En revanche, on ne connaît pas l’origine du pèlerinage qui s’est déroulé pendant des décennies à Craponne, durant lequel on invoquait son nom pour la guérison des enfants malades, qualifiés alors de «débiles». Certains cas de guérison lui ont d’ailleurs été attribués. Quoi qu’il en soit, faisant l’éloge des plus humbles comme des plus grands de son temps, de simples fruits ou de la sainte Croix, ou guérissant des enfants malades, c’est à l’acceptation de la diversité du monde et de ses différences que nous invite Saint Fortunat.

HYMNE : Vexilla Regis / Les étendards du Roi

L'hymne du Vexilla Regis a été écrite par Mgr Saint Venance Fortunat (530-609). Avec le Salve Festa Dies, elle est encore considérée comme l’une des plus grandes et des plus belles hymnes liturgiques de l’Église Latine. A 25 ans, la Reine Sainte Radegonde s’était retirée dans un couvent qu’elle avait bâti près de Poitiers ; elle cherchait quelques reliques pour sa chapelle quand l’empereur Justin II et l’impératrice Sophie lui envoyèrent un morceau de la vraie Croix sur laquelle s'est opérée la Rédemption du monde. Pour célébrer l’arrivée de la sainte relique, la Reine demanda à Mgr Fortunat de créer une hymne pour la procession d’accompagnement jusqu’à la chapelle. Lorsque les porteurs du Saint Fragment se trouvèrent à 3 kilomètres de la ville, Venance, entouré d'une grande foule de fidèles, dont certains portaient bannières, croix et autres emblèmes sacrés, s'avança à Sa rencontre. Tout en marchant, ils chantèrent cette hymne composée spécialement à cette occasion (hymne chantée pour la première fois le 19 novembre 569 !). Aujourd'hui, l'Église chante traditionnellement cette hymne pour le "Temps de la Passion", le Dimanche des Rameaux et de la Passion du Seigneur, le Vendredi-Saint et pour la Fête de la Croix Glorieuse (Exaltation de la Sainte Croix au 14 septembre) :

1) Vexilla Regis prodeunt, fulget Crucis mysterium,

Les étendards du Roi s’avancent, et la lumière de la Croix resplendit de son mystère,

Qua vita mortem pertulit, et morte vitam protulit.

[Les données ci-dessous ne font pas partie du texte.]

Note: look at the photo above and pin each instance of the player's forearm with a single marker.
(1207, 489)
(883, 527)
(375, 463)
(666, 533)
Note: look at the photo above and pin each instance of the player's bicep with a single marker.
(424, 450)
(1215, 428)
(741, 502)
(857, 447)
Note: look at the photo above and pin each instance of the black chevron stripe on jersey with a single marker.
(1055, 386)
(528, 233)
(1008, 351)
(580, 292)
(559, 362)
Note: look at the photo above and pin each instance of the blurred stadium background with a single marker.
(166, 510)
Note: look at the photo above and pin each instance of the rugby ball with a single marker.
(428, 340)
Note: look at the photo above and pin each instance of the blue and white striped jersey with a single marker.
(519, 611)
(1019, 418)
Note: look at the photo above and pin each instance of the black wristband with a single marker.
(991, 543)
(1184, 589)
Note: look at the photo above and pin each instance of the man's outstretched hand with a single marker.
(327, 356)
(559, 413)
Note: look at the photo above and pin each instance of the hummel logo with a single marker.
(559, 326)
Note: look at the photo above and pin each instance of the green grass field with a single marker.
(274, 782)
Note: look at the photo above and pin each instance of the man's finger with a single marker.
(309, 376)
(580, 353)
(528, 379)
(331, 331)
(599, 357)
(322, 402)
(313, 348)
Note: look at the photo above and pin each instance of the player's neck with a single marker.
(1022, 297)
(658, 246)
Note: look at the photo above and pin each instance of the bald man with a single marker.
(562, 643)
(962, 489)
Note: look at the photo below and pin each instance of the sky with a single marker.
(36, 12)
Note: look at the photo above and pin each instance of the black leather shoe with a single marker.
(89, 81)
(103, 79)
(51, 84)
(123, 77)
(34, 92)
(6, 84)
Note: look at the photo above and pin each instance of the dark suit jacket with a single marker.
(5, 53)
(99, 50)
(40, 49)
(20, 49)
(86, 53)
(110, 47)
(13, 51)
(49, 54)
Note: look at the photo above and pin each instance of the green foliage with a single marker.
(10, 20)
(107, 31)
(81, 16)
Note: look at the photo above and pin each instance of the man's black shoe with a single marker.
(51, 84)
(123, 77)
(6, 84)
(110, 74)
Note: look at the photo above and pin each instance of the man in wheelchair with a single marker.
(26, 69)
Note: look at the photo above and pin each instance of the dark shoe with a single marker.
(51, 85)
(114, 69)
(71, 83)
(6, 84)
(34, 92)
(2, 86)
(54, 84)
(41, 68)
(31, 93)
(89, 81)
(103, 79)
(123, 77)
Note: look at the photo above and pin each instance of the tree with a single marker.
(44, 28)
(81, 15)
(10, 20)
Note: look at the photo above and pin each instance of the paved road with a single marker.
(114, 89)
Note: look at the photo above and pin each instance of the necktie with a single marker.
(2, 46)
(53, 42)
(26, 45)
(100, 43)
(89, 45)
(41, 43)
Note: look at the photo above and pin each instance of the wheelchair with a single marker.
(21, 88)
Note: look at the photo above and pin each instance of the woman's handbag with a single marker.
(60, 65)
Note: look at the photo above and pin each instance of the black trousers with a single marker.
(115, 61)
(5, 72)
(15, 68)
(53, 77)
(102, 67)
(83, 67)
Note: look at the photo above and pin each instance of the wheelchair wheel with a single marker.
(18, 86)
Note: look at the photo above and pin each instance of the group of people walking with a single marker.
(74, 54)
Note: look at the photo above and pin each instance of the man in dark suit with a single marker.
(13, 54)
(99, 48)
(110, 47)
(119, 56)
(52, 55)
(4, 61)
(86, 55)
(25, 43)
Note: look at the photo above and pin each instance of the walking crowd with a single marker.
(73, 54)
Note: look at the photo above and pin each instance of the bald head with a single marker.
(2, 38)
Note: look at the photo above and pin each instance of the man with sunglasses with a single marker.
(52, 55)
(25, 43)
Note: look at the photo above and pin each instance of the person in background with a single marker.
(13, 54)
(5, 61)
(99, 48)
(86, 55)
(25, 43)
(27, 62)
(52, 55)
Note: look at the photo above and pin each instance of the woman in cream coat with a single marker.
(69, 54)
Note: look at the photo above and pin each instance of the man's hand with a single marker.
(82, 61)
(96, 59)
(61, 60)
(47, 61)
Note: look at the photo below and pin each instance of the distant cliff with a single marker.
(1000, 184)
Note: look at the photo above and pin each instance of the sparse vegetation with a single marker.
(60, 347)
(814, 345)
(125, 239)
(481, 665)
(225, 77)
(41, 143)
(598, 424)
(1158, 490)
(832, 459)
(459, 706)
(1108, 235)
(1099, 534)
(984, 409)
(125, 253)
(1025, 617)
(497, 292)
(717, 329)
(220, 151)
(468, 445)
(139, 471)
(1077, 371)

Où la vie a subi la mort, produisant, par la mort, la vie.

2) Quæ vulnerata lanceæ, mucrone diro, criminum

De Son Coeur transpercé par la pointe cruelle de la lance, Il laisse

Ut nos lavaret sordibus manavit unda et sanguine.

Ruisseler l’eau et le sang afin de nous laver de notre crime.

3) Impleta sunt quæ concinit David fideli carmine

Voici qu’est accompli ce que chantait David dans son psaume plein de foi,

Dicendo nationibus regnavit a ligno Deus.

Proclamant : « Sur les nations, c’est par le bois que règne Dieu. »

4) Arbor decora et fulgida ornata Regis purpura,

Arbre splendide de lumière orné de la pourpre royale,

Electa digno stipite tam sancta membra tangere.

Tronc choisi qui fut jugé digne de toucher des membres si saints.

5) Beata, cuius brachiis pretium pependit sæculi :

Arbre bienheureux dont les branches supportent pendu le salut de ce siècle :

Statera facta corporis tulique prædam tartari.

En échange de ce Corps, l’Enfer a été dépouillé.

Pour les deux dernières strophes, les fidèles se mettent à genoux

6) O Crux ave, spes unica hoc Passionis tempore ! (14 septembre = in hac triumphi gloria !)

Salut ô Croix, unique espérance dans les temps de ta Passion (14 septembre = dans la gloire de ton triomphe !)

Piis adauge gratiam reisque dele crimina.

Offre la grâce aux hommes pieux, et lave les péchés des coupables.

7) Te, fons salutis Trinitas collaudet omnis spiritus :

C’est Toi, Trinité Suprême, source de notre salut, que loue tout esprit :

Quibus Crucis victoriam largiris adde præmium. Amen.

Par la Croix vous nous fîtes vaincre, donnez-nous aussi la couronne. Ainsi soit-il.